Maka ukuran awal waktu pelaksanaan qiyâm adalah setelah shalat Isya, baik shalat Isya-nya pada awal, pertengahan atau akhir waktunya.




~Awal Waktu bagi Musafir yang Telah Menjamak Shalat~
Demikian pula -menurut keterangan Syaikh Ibnu ‘Utsaimin dan selainnya- bahwa shalat Tarawih boleh dilaksanakan oleh seorang musafir bila ia telah menjamak taqdim shalat Isya dan shalat Maghrib.  Hal ini berdasarkan hadits Abu Bashrah radhiyallâhu ‘anhu bahwa Rasulullah shallallâhu ‘alaihi wa sallam bersabda, 

“Sesungguhnya Allah telah menambahkan suatu shalat untuk kalian, yaitu Witir, maka laksanakanlah shalat itu antara shalat Isya sampai Shubuh.” 
[Diriwayatkan oleh Ahmad, Ath-Thahâwy, Ibnu Qâni, Al-Hârits bin Abi Usâmah, dan Ath-Thabarâny. Dishahihkan oleh Syaikh Al-Albâny.] 

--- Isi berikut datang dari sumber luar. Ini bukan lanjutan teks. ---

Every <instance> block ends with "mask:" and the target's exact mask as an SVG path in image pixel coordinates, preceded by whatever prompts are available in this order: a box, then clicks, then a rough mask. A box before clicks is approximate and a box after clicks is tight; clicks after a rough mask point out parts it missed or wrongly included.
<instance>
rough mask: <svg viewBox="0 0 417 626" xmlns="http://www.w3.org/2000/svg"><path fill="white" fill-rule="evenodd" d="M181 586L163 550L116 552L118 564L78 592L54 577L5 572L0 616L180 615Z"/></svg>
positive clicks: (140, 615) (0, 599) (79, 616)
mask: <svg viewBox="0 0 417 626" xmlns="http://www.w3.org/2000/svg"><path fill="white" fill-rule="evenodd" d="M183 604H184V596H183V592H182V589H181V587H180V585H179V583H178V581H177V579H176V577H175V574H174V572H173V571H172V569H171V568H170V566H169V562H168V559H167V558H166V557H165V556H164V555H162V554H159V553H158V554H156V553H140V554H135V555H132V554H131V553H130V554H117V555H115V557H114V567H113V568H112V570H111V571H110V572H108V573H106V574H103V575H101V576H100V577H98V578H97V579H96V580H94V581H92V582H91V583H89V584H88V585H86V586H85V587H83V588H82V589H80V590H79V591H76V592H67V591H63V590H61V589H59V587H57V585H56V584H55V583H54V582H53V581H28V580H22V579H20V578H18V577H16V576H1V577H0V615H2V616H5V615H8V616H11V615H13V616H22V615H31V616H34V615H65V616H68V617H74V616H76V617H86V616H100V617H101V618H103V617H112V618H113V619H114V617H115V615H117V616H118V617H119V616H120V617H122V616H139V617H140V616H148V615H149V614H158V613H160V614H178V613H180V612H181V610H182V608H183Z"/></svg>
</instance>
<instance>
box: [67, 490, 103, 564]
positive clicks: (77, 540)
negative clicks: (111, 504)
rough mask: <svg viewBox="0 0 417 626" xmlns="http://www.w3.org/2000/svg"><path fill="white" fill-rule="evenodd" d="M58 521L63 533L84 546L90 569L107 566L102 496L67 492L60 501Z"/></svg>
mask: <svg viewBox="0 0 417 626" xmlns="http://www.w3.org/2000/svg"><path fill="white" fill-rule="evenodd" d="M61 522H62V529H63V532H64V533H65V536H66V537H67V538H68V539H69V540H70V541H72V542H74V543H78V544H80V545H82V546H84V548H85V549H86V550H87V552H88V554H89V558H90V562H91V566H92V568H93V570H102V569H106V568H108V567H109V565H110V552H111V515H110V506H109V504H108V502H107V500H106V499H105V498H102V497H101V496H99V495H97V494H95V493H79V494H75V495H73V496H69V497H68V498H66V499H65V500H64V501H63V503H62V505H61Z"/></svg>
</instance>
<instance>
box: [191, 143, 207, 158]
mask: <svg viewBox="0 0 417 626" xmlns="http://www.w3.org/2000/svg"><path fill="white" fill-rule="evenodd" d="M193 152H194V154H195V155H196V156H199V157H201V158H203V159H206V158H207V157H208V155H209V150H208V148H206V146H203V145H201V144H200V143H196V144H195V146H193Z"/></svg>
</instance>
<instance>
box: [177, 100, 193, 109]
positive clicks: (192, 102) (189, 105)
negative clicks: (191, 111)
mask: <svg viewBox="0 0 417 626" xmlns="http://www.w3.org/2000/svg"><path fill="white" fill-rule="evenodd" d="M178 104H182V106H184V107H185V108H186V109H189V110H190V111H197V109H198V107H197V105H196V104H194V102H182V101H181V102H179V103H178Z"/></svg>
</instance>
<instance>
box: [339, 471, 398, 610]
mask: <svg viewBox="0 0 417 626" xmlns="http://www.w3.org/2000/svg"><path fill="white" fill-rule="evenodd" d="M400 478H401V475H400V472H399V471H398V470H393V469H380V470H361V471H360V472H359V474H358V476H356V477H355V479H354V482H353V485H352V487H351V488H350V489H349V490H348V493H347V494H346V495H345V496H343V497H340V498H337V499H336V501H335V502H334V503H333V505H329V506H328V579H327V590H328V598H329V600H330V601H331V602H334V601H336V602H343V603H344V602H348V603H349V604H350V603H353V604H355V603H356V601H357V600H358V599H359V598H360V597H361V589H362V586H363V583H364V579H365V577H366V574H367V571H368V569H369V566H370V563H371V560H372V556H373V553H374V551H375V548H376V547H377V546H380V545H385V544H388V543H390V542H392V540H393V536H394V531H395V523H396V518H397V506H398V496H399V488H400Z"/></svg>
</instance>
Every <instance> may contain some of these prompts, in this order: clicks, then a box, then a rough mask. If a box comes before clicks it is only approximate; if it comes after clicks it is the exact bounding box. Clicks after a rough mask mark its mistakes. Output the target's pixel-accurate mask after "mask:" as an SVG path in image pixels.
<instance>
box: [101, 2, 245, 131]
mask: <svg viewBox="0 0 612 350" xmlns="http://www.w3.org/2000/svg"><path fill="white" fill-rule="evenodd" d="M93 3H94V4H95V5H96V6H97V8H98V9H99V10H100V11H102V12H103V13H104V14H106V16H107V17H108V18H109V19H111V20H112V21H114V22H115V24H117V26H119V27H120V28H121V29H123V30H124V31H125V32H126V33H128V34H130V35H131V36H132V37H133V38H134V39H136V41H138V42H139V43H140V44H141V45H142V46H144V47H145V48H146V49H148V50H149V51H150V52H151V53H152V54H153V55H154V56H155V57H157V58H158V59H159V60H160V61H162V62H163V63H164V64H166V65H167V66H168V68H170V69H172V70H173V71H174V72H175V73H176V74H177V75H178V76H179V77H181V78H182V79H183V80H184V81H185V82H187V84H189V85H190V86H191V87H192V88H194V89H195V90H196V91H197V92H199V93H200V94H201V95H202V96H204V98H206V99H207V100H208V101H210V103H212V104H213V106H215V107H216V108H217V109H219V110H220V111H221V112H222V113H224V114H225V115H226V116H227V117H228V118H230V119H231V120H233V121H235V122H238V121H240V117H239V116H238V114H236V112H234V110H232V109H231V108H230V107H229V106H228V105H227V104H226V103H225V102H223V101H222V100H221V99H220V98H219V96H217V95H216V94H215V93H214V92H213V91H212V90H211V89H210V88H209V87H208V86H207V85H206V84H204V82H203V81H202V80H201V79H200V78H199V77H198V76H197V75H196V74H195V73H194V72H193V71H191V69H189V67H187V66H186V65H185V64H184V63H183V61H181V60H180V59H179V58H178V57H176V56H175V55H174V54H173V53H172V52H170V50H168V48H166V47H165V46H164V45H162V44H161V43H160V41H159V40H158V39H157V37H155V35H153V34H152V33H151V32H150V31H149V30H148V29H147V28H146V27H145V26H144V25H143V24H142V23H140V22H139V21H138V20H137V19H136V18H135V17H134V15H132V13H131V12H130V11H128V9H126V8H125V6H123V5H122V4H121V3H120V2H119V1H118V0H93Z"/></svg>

Juga dalam hadits Kharijah bin Hudzafah radhiyallahu ‘anhu bahwa Rasulullah shallallahu ‘alaihi wa sallam bersabda,

“Sesungguhnya Allah ‘Azza wa Jalla telah melapangkan kalian dengan suatu shalat yang lebih baik daripada unta merah bagi kalian, yaitu shalat Witir. (Allah) telah menjadikan (shalat) tersebut untuk kalian (agar dikerjakan) antara Isya sampai fajar terbit.” 
[Diriwayatkan oleh Abu Dawud, At-Tirmidzy, Ibnu Mâjah, Ad-Dârimy, Ath-Thahâwy, Ad-Dâraquthny, Al-Hâkim, Ath-Thabarâny, dan Al-Baihaqy. Dishahihkan oleh Syaikh Al-Albâny.]


==> Pendapat Lemah :
Ada satu sisi pendapat lemah di kalangan pengikut madzhab Syâfi’iyyah juga fatwa sebagian orang-orang belakangan dari kalangan Hanbaliyah yang menyatakan kebolehan mengerjakan shalat Witir sebelum pelaksanaan shalat Isya.

Tentunya hal itu adalah pendapat yang sangat lemah, bahkan Syaikhul Islam Ibnu Taimiyah berkata, 

“Barangsiapa yang mengerjakan (shalat Tarawih) itu sebelum (mengerjakan shalat) Isya, ia telah menempuh jalan para pengikut bid’ah yang menyelisihi sunnah.” 



~Kalau Shalat Witir Dikerjakan Sebelum Melaksanakan Shalat Isya dalam Keadaan Lupa~
Para ulama berselisih pendapat tentang orang yang mengerjakan shalat Witir sebelum melaksanakan shalat Isya dalam keadaan lupa atau ia menyangka telah melaksanakan shalat Isya, apakah shalat Witirnya diulang kembali atau tidak?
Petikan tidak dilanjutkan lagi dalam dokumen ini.